経済産業省(2024年3月)は「単通路機市場への参画は限定的」「仕様設計・認証等の上流工程への参画が課題」として、この構造的従属性を明示しています。三菱重工の787民間機セグメント幹部も「ボーイングの増産を待っている状況」(2024年)と述べており、主導権がOEM側にある構造が確認できます。
エンジンリカーリング型ビジネスモデルはリスク・リワード構造が機体製造型と異なります。長期・安定的なリカーリング収益が期待できる反面、エンジンプログラムで不具合が発生した場合は参画比率に応じて巨額の損失を応分負担しなければならないというプログラムリスクを内在しています。IHIのPW1100G-JM問題(2024年3月期900億円赤字)はこのリスクが顕在化した事例であり、「プログラムに深く参画することと、プログラムリスクを抱えることは表裏一体」という産業構造の実態を示しています。
2025年度から787・737の生産が本格回復基調に入ったため、三菱重工・川崎重工等は増産対応のための採用・育成と生産能力増強を同時に進める必要があります。コロナ禍での人材流出後の回復期であるため、熟練技能者の確保が特に困難な状況にあります。777Xの型式証明取得(2027年納入目標)に向けた量産準備も並行して必要であり、複数の大型プログラムへの同時対応が求められます。
IHIはPW1100G-JMエンジン追加検査プログラムの対応(2024〜2026年に平均350機/年の地上駐機への補償・追加整備)を通常業務と並行して続けています。サプライチェーンの部品供給遅延が整備の遅れをさらに複雑にしており、担当部門への業務集中が発生しています。同時に新エンジンGTF Advantageの量産立ち上げ(2025年後半から納入開始)・次期戦闘機(GCAP)用エンジンの国際共同開発という新規プログラムへの対応も求められています。
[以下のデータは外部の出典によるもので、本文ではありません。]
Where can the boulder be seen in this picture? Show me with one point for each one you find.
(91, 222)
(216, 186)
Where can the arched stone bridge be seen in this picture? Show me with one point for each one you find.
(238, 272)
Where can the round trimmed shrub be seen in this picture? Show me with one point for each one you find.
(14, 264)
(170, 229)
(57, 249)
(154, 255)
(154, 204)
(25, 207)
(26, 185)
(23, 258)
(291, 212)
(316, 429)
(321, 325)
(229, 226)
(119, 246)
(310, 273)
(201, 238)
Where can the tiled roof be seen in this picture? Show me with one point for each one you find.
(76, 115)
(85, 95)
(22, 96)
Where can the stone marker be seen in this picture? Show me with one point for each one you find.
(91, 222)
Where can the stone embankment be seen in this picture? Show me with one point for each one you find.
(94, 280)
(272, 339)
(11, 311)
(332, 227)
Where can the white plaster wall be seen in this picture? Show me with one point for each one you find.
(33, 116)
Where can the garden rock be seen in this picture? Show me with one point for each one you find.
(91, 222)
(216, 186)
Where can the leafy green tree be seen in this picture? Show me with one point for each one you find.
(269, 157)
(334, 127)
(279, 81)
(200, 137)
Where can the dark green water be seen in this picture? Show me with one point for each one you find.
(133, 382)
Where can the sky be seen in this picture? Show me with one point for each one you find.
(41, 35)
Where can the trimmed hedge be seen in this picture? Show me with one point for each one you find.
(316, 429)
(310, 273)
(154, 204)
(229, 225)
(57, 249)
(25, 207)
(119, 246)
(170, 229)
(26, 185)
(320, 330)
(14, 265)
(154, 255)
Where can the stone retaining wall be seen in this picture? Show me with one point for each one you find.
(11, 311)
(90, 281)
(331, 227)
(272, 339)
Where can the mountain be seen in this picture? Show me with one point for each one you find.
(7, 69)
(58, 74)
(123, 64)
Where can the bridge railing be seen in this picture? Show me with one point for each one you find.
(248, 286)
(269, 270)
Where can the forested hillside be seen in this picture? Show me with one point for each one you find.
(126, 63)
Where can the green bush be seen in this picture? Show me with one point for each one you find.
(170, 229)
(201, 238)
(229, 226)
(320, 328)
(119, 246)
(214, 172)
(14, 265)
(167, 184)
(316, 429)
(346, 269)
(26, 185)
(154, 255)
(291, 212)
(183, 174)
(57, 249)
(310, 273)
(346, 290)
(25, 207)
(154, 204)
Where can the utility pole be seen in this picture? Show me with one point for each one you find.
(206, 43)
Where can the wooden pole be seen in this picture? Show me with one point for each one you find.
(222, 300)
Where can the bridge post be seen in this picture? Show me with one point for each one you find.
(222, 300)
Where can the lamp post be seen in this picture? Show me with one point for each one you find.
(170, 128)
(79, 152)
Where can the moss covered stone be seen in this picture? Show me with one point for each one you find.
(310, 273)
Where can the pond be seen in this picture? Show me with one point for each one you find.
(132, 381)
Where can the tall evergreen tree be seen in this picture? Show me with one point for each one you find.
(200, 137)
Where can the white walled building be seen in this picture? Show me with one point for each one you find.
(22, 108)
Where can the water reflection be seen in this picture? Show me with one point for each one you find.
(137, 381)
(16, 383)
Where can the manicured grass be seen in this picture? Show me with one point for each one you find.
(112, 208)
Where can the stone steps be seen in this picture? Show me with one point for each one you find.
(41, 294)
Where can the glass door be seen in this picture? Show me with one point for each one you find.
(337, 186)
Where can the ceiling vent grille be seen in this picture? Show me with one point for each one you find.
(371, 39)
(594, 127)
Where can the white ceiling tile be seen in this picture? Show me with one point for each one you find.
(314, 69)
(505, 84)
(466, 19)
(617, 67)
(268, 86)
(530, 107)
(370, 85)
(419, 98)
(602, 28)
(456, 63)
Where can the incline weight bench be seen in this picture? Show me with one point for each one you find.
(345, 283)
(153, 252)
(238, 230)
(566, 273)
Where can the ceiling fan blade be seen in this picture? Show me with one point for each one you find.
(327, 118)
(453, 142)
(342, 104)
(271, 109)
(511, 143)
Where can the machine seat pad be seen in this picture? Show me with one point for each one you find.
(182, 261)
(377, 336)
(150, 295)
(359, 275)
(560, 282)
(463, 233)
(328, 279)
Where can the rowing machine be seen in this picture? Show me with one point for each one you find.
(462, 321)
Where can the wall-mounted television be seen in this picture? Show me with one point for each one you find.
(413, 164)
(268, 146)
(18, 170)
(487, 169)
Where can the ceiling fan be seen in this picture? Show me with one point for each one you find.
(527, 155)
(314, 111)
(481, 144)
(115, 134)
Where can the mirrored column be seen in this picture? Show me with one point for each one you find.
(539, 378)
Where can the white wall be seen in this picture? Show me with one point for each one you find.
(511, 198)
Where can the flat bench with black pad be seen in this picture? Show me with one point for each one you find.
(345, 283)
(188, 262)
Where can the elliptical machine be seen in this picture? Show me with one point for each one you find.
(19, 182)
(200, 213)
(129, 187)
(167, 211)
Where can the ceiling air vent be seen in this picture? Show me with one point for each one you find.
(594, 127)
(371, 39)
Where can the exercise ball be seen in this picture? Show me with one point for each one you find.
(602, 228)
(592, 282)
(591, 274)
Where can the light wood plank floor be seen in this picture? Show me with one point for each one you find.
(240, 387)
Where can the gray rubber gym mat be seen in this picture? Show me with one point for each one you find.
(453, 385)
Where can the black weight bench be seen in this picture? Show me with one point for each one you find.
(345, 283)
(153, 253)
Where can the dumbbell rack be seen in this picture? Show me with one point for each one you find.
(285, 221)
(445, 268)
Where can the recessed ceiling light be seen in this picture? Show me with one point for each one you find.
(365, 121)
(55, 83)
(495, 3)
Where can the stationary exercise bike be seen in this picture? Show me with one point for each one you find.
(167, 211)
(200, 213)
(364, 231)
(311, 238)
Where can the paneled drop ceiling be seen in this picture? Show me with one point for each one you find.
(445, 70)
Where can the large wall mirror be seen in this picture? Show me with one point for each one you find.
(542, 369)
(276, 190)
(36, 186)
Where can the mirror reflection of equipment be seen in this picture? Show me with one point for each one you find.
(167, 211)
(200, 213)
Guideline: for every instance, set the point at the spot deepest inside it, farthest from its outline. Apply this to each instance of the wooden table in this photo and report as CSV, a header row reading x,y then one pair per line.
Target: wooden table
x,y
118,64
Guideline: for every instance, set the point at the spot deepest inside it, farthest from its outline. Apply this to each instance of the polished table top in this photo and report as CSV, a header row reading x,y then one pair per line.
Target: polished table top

日本成長戦略会議 第3回 資料2(2026年3月)が「認証専門人材不足」を主要課題として明示している通り、FAA・EASA対応の認証専門家は国内で慢性的に不足しています。三菱スペースジェット(MRJ)の開発中止(2023年2月・三菱航空機清算)により蓄積された認証ノウハウの一部が失われた点も、業界全体の認証能力の課題として残っています。
| 章 | 指標名 | 数値 | 出典・時点 |
|---|---|---|---|
| 第4章 | 三菱重工 民間機 事業利益 | 493億円(2024年度) | 三菱重工決算資料 2025年5月 |
| 第4章 | 三菱重工 787主翼生産能力 | 月産7機(増強後) | 日刊工業新聞 2024年7月 |
| 第4章 | IHI PW1100G-JM参画比率 | 約15%(国内シェア65%) | IHI 2025年4月 |
| 第4章 | IHI 2024年3月期 最終損益 | ▲900億円(過去最大赤字) | 日本経済新聞 2023年10月 |
| 第4章 | IHI 2025年3月期 最終損益 | +850億円(過去最高・黒字回復) | IHI決算 2025年5月 |
| 第6章 | 航空機エンジニア年収(大手) | 600〜1,500万円程度 | JOBOON 2024年 |
| 第6章 | 航空エンジニア月給平均 | 約37.5万円/月(年収換算約450万円) | Indeed 2025年 |
【免責事項】本レポートは就職・転職および投資判断の参考情報として作成されたものであり、特定の投資・転職行動を推奨するものではありません。掲載データは各記載出典に基づきますが、数値の正確性・完全性を保証するものではありません。投資判断は自己責任において行ってください。航空機産業のセグメント財務数値は民間航空機事業単体ではなく、より広いセグメント全体の数値を含む場合があります。年収データは業種・専門性・雇用形態によって大きく異なります。データ基準時点は2026年03月です。